Data Models in RunningMate
What is a predictive data model?
A predictive data model helps us predict the probability of a certain outcome, such as someone’s race, likelihood to turn out to vote, or likelihood to vote for Democrats. These models are mathematically predicting the likelihood of an outcome on a scale of 0-1. The more likely the outcome is to be true, the closer the number will be to 1. Predictive models are made by analyzing training data, and they are predictions (not assurances).
How does RunningMate use data models?
RunningMate has several predictive models:
- Partisanship score (“Party Lean”)
- Turnout score
- Race
We use these models to predict information about the targets in a user’s district. These predictions are informed by data we have about that state/area.
What do RunningMate’s data models show us?
Our partisanship model predicts how likely it is that someone will vote Democrat. The higher their score, the more likely they are to support a generic democratic candidate. This data model is based on:
- A person’s actions (when we have access to that information), such as party registration and voting history in primaries, midterms, and general elections.
- A person’s demographics
- A person’s location
Users will encounter our partisanship model when they interact with the “Party Lean” filter on RunningMate. The closer a person’s score for Party Lean is to 100, the more likely they are to vote democratic.
Our turnout model predicts how likely a person is to vote. The higher their score, the more likely they are to vote. This data model is based on:
- A person’s registration status in previous elections
- A person’s vote history
- A person’s demographics
By looking at people’s previous patterns and behaviors, we predict how likely it is that they will vote in future elections. A user will encounter this turnout model in the filter section.
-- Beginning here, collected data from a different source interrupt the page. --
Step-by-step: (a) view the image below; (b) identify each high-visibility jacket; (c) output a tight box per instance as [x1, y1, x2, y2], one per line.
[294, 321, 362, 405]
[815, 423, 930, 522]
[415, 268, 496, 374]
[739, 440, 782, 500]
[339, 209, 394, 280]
Our race model is how we predict the likelihood of a person’s race, giving us the probability for several different racial options (Asian, Black, Latino, White, and Other). This data model is based on:
- A person’s name (first, middle, and last)
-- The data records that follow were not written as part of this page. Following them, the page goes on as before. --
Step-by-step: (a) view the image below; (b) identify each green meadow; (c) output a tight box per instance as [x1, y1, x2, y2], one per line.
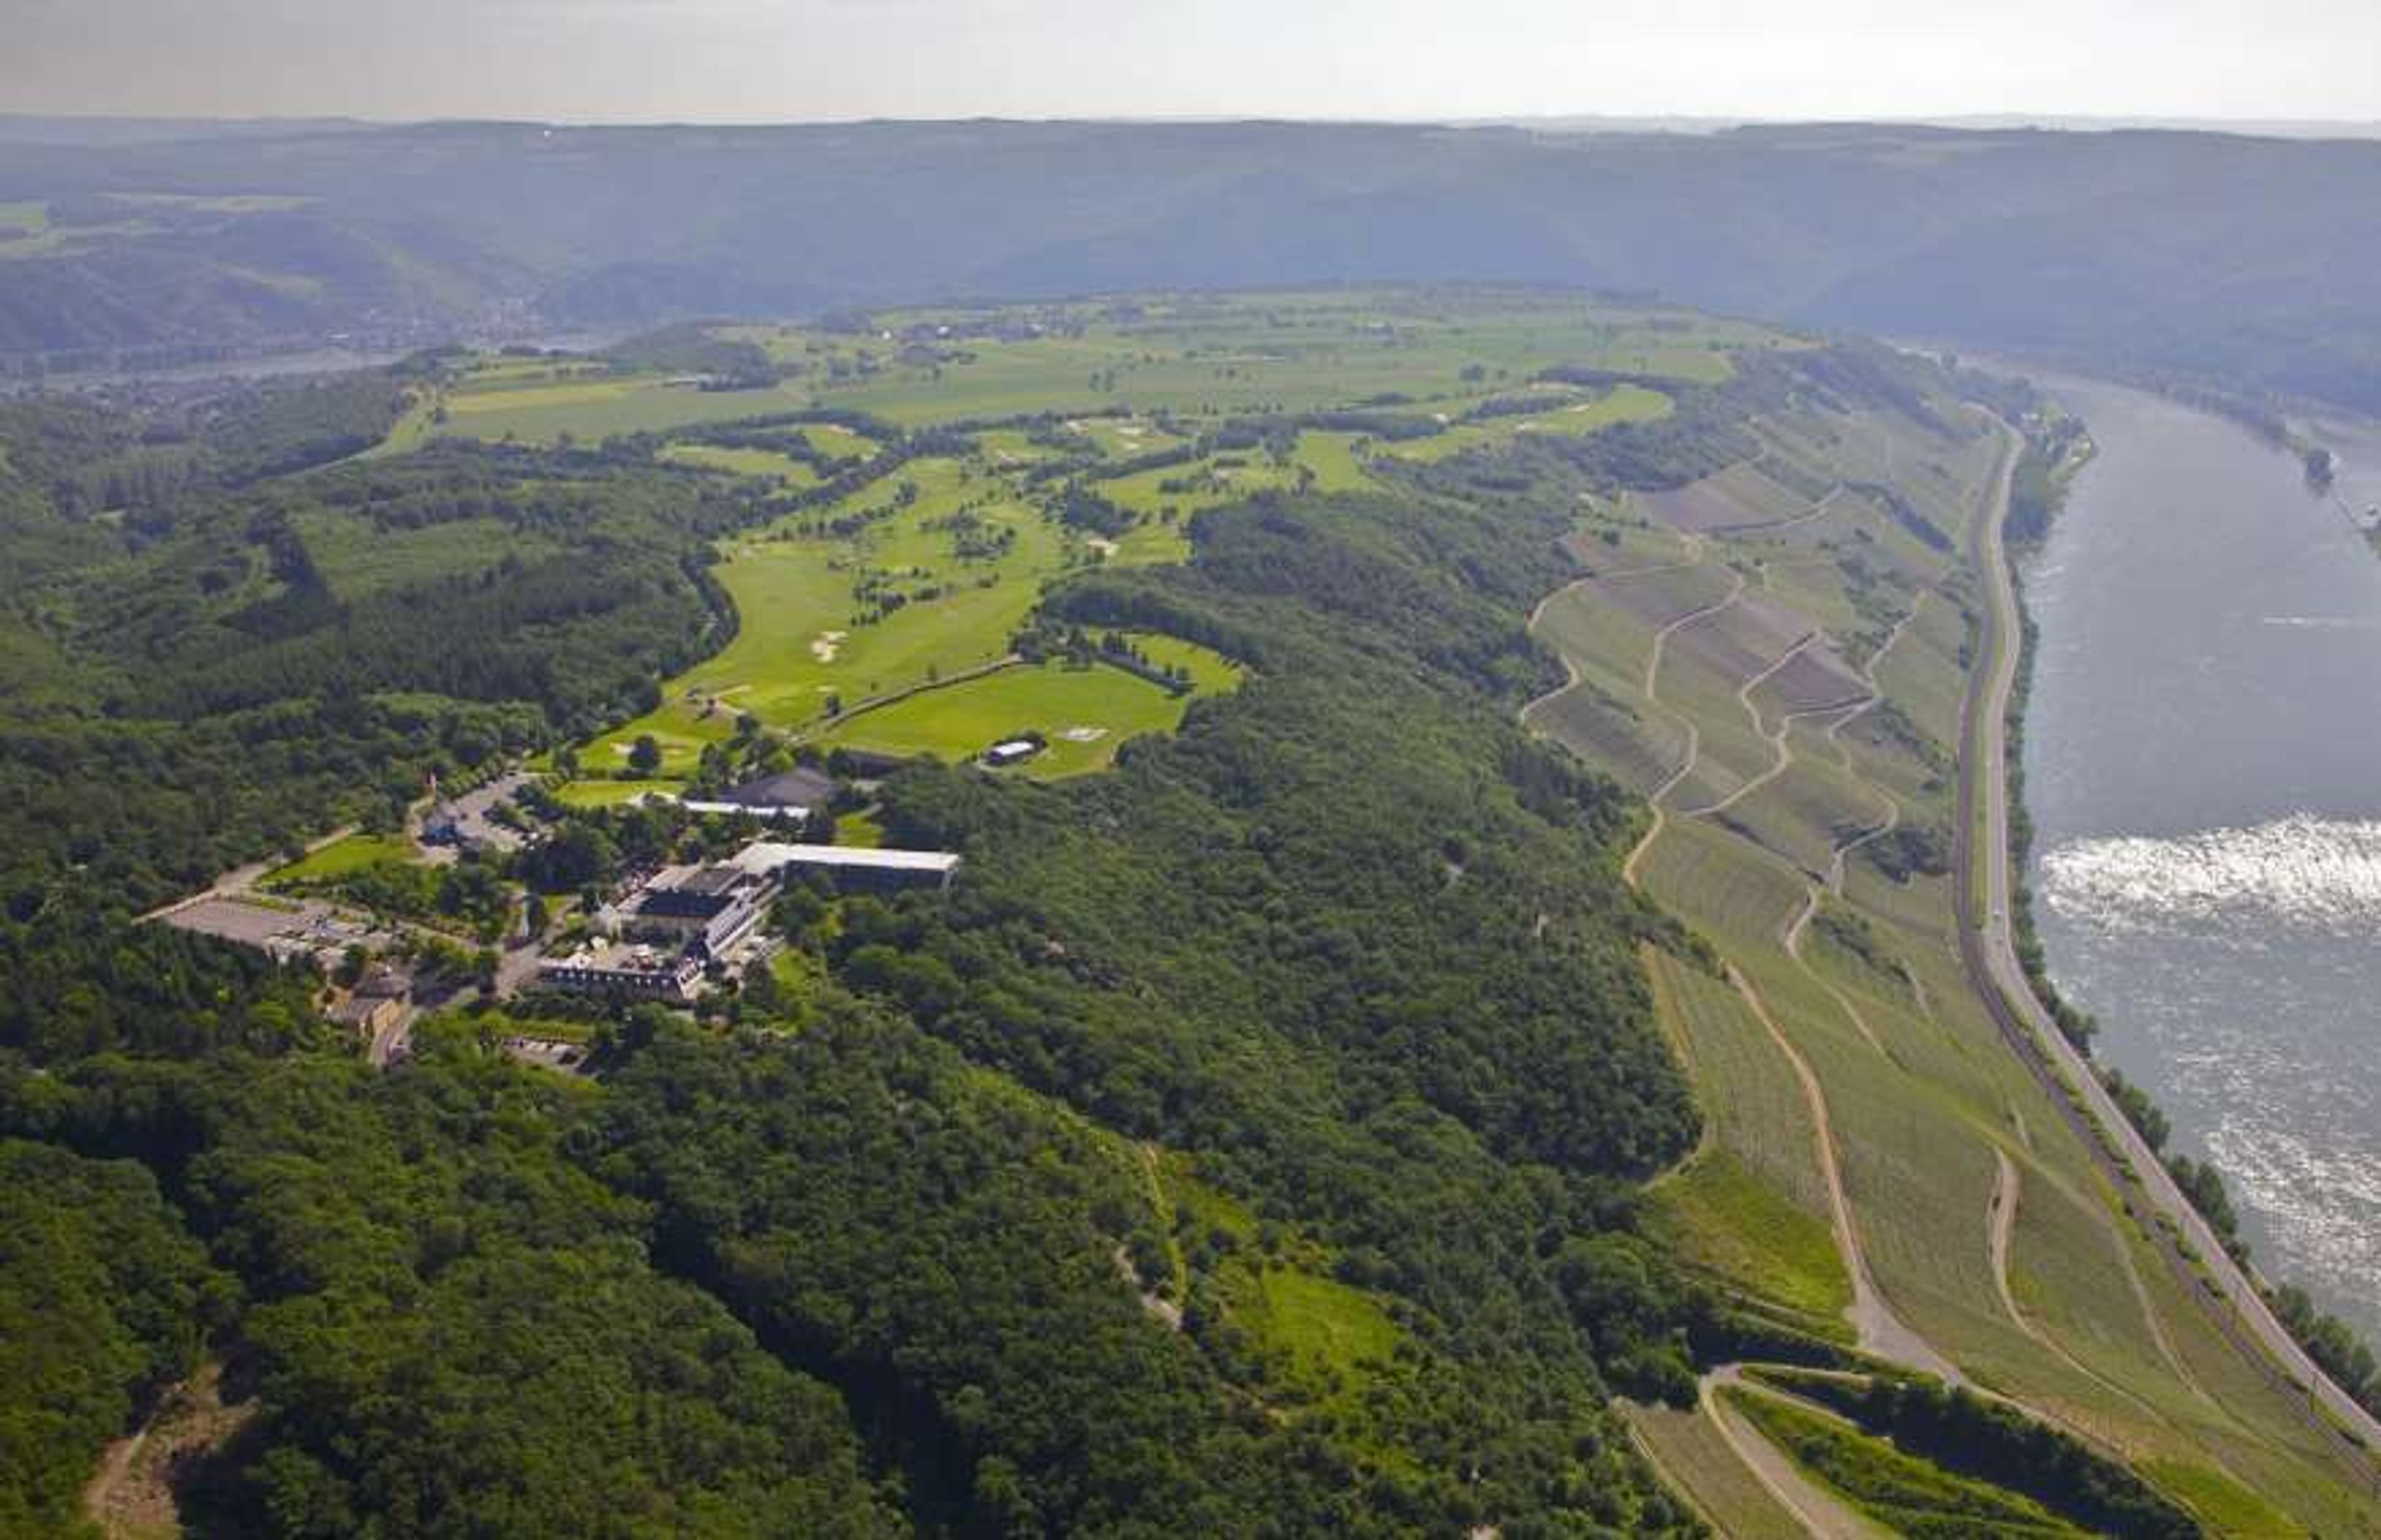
[263, 832, 415, 888]
[434, 374, 816, 444]
[1381, 383, 1675, 462]
[583, 456, 1070, 775]
[507, 291, 1801, 805]
[824, 644, 1239, 778]
[552, 779, 681, 810]
[394, 290, 1788, 452]
[658, 442, 823, 487]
- A person’s location and the demographics of that area
Users will encounter this model when looking at our filters for race. While some states provide information about race, such as with certain voter files, we predict race for instances when it is not provided.
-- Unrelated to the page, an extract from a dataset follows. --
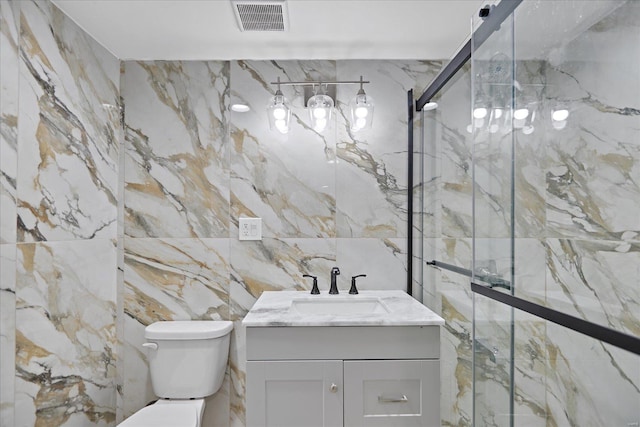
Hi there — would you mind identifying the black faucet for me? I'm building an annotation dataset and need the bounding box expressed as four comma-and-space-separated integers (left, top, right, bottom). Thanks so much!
303, 274, 319, 295
329, 267, 340, 294
349, 274, 366, 294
Note: gender is not a model. We infer someone’s gender if they have a highly gendered first name.
What does a user need to know about our data models?
It’s important to remember that our data models are framed from a 0-1 scale. The higher a number, the more likely the outcome of that predictive data model will occur.
These probabilities are informed by the data and information we have about a district, and are probabilities, not known facts. Data varies by state, and therefore our models vary. Some states provide vote history and party registration, some do not. Some states provide racial data, some do not.
Because this data varies by state, it is important to approach understanding a user’s data within the context of their state and what is provided.
What are some of the limitations of our data models?
When compared to the voter file, the PIR (likely unregistered) data has less information about individuals. What we know about unregistered voters is driven by the area in which they live (and sometimes some demographic information). This means our ability to predict information about them is more limited. For example, if someone lives in a consistently blue area and they are unregistered, it is unlikely that they will show up as likely republican for party affiliation.
You know your district better than we do, and the models used in RunninMate are predictive not concrete. RunningMate enables users to upload and update the data we have on the voters in the district with their current support scores and data tags.